Он будет прохаживаться и прогуливаться по природе, все время прохаживаться и прогуливаться. И при этом щебетать и благоухать…
Баран Овечкин много бы планов настроил, но в этот момент, в этот самый счастливый момент всей его временной и безвременной жизни, его внезапно что-то проткнуло, на что-то насадило и завертело, да не просто, а на огне.
Вас когда-нибудь вертело на огне? Когда огонь внутри барана, это хорошо, это говорит о его пламенных чувствах, таким бараном может гордиться овечество. Но когда баран внутри огня, это хуже, намного хуже, это настолько плохо, что не хватает слов.
Баран Овечкин не знал, что так устроен тот свет. На нем рай нередко кончается адом. Начинается раем, а кончается адом. Просто такое окончание.
И он не защебетал. Нет, он не защебетал. Он даже не замекал, а зашипел, зашкварчал. И подумал, что теперь-то уж точно шашлыка ему не достанется.
* * *Шашлык без едока, что конь без седока. Но что до этого барану?
Родина на подошвах
Умные люди говорят: нельзя унести родину на подошвах.
И зачем ее уносить? Пусть где была, там и останется.
Но какая-то она не такая на старых местах. Ты к ней всей душой, а она к тебе спиной повернута. То ли место для нее выбрано неудачное, то ли сама родина для этого места не подходит.
И тогда стали подаваться в чужие края, покидая родные места и унося родину на подошвах.
Но уносили только пыль. Неужели пыль — это и есть наша родина?
Пошли к чеботарю, большому мастеру по подошвам.
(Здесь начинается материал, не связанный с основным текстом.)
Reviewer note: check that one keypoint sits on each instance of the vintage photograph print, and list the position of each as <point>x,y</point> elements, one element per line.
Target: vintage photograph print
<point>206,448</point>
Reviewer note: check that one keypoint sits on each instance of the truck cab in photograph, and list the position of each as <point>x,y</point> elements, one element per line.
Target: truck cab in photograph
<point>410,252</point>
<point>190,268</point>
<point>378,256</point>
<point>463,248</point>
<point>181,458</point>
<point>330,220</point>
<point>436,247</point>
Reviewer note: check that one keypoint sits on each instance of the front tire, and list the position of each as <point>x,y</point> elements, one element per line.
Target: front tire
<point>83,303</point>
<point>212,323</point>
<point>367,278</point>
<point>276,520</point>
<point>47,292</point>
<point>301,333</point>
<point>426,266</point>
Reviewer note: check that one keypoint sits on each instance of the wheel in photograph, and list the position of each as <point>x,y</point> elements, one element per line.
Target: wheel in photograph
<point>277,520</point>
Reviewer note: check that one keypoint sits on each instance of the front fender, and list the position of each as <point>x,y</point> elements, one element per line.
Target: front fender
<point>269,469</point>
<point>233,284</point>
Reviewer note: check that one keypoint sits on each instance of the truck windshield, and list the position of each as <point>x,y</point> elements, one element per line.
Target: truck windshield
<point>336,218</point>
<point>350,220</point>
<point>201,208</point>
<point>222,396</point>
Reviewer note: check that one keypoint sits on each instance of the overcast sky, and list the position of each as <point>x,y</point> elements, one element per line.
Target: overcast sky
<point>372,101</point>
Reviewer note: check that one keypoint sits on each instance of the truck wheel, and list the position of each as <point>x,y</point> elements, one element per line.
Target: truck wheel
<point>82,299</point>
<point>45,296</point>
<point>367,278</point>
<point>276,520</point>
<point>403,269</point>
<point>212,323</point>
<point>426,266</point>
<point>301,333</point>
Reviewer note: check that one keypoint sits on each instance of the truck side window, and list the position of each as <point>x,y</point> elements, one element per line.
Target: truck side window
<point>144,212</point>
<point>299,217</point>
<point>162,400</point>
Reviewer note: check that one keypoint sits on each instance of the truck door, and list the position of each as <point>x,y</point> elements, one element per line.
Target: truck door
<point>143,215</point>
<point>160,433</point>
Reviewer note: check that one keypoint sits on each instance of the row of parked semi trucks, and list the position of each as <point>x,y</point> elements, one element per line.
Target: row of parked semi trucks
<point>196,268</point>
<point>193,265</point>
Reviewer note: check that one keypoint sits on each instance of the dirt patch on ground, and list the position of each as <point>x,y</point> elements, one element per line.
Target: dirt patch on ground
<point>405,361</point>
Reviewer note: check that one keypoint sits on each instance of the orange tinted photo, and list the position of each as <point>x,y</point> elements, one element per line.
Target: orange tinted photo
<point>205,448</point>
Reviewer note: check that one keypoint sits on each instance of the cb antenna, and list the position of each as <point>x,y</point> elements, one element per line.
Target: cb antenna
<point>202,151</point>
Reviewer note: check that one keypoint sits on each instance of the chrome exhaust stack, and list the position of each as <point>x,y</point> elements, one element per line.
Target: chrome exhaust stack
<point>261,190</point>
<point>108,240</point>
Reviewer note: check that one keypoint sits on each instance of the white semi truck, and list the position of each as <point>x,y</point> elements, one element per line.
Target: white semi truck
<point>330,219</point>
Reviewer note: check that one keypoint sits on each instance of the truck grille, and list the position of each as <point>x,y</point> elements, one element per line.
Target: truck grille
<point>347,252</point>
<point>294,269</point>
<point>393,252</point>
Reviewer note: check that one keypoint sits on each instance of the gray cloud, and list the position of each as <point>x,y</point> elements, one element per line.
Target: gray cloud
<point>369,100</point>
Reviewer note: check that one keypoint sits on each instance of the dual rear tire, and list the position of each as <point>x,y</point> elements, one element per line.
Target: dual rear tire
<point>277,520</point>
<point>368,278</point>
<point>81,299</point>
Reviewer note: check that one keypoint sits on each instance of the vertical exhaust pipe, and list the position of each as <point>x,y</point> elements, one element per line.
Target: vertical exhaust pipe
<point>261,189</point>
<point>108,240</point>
Нельзя ли изготовить такую подошву, чтоб на ней можно было унести родину?
Чеботарь говорит: сделаем. Но для подошвы нужна шкура счастливого быка. Чтоб все его любили, уважали, окружали вниманием. Не били, боже упаси, грубого слова ему не сказали. Чтоб коровы по нем сохли, не замечали других быков. Чтоб за всю его долгую жизнь ему ни разу не взгрустнулось, не охнулось.
Но почему именно долгую? А раньше прирезать его нельзя?
Нет, нельзя. И с живого шкуру содрать тоже не полагается.
Хорошенькое дело! Да если б нас не резали и не драли с нас шкур, разве б нам пришло в голову куда-то уезжать и уносить родину на подошвах?
Но с быком решили попробовать. Построили для него коровник с бассейном, подобрали таких коров, что козлы оглядывались. А кормили как! Последнее от себя отрывали.
Бык прожил большую счастливую жизнь и крепко полюбил свою родину. Со слезами провожали его в последний путь, предварительно содрав шкуру на подошвы. И на этих подошвах понесли свою родину в чужие края, чтоб они стали родными краями.
Жалоба
Напишите нам, и мы в срочном порядке примем меры.